I had an idea for a potential policy and I’ll write it here to keep a record of it.
Using superannuation for first-property deposits. While the purpose of super is savings for old age (and reduced dependence on the state), people might find it difficult to enter the property market in Australian capital cities due to high house prices. Compulsory super has resulted in many workers having a pool of super.
Some advantages: potential access to many thousands or tens of thousands of dollars to help obtain a residential property deposit – reduces the difficulty (the “potential barrier” in physics-talk) to obtain a residential property deposit.
Some disadvantages: diverts part of an individual’s super pool into one particular investment and so reduces the “degrees of freedom” for super managers to invest the money where it will result in the greatest return. The individual can have negative impact on the value of the investment as they have control over the property.

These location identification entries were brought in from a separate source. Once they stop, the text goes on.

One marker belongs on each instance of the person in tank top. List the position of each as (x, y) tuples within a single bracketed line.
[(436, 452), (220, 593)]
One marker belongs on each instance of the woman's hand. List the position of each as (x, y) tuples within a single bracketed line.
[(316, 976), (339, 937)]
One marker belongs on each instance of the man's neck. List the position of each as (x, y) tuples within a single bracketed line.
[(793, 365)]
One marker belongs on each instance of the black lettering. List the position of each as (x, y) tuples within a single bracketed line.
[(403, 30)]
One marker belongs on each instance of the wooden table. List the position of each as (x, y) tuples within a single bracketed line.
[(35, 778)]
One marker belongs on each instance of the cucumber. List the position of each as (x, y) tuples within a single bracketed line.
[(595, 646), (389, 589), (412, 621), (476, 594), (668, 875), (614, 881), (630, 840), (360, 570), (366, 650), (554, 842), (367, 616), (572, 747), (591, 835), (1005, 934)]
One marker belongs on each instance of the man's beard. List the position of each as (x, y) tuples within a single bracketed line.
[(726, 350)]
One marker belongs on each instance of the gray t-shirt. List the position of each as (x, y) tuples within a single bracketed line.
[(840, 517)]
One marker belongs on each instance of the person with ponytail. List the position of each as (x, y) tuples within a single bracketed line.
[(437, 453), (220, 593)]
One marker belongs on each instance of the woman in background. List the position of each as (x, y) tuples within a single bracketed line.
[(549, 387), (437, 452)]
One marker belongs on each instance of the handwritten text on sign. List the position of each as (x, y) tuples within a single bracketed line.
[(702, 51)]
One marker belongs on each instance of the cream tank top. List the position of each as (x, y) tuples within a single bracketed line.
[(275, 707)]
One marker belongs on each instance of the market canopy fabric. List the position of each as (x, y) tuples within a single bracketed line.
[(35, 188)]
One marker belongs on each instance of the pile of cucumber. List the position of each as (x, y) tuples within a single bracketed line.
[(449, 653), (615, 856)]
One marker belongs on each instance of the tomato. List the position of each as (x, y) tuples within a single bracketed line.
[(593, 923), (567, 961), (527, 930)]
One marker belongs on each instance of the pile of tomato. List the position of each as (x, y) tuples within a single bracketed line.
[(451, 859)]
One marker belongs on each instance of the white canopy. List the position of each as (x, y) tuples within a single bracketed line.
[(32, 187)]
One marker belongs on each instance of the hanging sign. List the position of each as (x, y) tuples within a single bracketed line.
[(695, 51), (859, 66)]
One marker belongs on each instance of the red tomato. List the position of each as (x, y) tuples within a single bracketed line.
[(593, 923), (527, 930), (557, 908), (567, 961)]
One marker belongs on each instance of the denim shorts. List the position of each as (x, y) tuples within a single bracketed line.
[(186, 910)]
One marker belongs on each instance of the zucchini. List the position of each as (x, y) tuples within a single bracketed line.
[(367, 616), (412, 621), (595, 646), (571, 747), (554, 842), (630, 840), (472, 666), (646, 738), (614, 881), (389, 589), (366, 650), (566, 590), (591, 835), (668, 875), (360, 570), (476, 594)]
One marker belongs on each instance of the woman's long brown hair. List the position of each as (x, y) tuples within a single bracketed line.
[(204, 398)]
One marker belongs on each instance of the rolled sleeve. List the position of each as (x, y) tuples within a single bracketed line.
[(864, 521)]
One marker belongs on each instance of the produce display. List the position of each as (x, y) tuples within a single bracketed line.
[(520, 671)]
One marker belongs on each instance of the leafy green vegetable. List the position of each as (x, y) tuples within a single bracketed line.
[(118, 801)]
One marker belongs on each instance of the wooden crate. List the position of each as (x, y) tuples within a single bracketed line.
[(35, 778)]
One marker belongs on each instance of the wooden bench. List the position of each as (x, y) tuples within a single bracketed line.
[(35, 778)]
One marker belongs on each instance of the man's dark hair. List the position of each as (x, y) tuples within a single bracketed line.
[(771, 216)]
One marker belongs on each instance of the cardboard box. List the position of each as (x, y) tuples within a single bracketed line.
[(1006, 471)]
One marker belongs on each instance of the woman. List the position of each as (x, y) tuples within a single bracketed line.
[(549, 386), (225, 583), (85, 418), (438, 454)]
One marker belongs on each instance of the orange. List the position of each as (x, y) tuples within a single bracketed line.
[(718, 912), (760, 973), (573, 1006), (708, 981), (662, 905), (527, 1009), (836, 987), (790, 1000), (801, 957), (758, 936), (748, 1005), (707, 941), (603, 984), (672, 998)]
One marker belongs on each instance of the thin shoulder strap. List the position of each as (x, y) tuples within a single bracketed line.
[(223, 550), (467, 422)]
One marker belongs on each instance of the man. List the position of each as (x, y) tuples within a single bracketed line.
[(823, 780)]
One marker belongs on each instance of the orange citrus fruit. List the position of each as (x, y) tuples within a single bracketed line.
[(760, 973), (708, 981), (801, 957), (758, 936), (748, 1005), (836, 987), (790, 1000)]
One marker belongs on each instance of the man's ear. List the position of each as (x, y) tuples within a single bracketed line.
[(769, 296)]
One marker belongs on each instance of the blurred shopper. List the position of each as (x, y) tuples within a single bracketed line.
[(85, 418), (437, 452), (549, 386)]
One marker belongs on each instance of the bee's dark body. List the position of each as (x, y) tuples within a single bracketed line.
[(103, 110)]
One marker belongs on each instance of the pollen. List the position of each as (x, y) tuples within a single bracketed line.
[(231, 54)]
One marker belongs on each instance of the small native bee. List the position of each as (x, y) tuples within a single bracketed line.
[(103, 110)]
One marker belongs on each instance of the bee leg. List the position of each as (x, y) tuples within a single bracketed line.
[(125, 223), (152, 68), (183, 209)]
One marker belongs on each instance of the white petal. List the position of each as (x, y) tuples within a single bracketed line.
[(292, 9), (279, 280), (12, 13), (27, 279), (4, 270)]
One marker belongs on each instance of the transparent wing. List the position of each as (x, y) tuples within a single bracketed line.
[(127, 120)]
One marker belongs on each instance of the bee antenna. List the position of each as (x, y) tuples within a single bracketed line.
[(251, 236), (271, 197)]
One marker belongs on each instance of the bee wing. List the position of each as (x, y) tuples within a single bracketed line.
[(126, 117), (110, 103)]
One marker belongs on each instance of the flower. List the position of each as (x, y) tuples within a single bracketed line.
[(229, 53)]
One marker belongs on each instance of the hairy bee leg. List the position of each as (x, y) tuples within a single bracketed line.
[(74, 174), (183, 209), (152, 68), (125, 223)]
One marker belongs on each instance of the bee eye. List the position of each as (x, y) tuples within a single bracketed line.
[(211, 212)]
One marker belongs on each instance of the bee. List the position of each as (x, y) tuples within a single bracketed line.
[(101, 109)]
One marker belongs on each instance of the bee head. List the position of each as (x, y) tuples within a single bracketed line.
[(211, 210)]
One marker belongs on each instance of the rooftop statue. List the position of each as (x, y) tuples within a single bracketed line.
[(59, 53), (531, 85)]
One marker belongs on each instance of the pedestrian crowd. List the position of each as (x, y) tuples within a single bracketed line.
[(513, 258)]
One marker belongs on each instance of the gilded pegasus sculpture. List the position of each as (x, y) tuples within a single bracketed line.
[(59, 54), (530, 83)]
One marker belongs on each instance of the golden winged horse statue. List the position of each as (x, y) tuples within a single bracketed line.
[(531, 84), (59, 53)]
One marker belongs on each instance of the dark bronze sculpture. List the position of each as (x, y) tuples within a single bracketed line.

I’ll find out a bit more about this.
Update: Super funds could also be drawn upon to pay off a substantial fraction of a first-property loan – this would reduce the on-going costs of a mortgage if the length of the loan isn’t commensurately reduced. You could have some combination of super being used to help pay the deposit and help pay off a part of the loan. While I would expect that, on average, the return to an individual’s superannuation account would be reduced as part of the super has been fixed into one investment (unless the property market goes exceptionally well), this cost could be outweighed by the greater ability for people to enter the property market.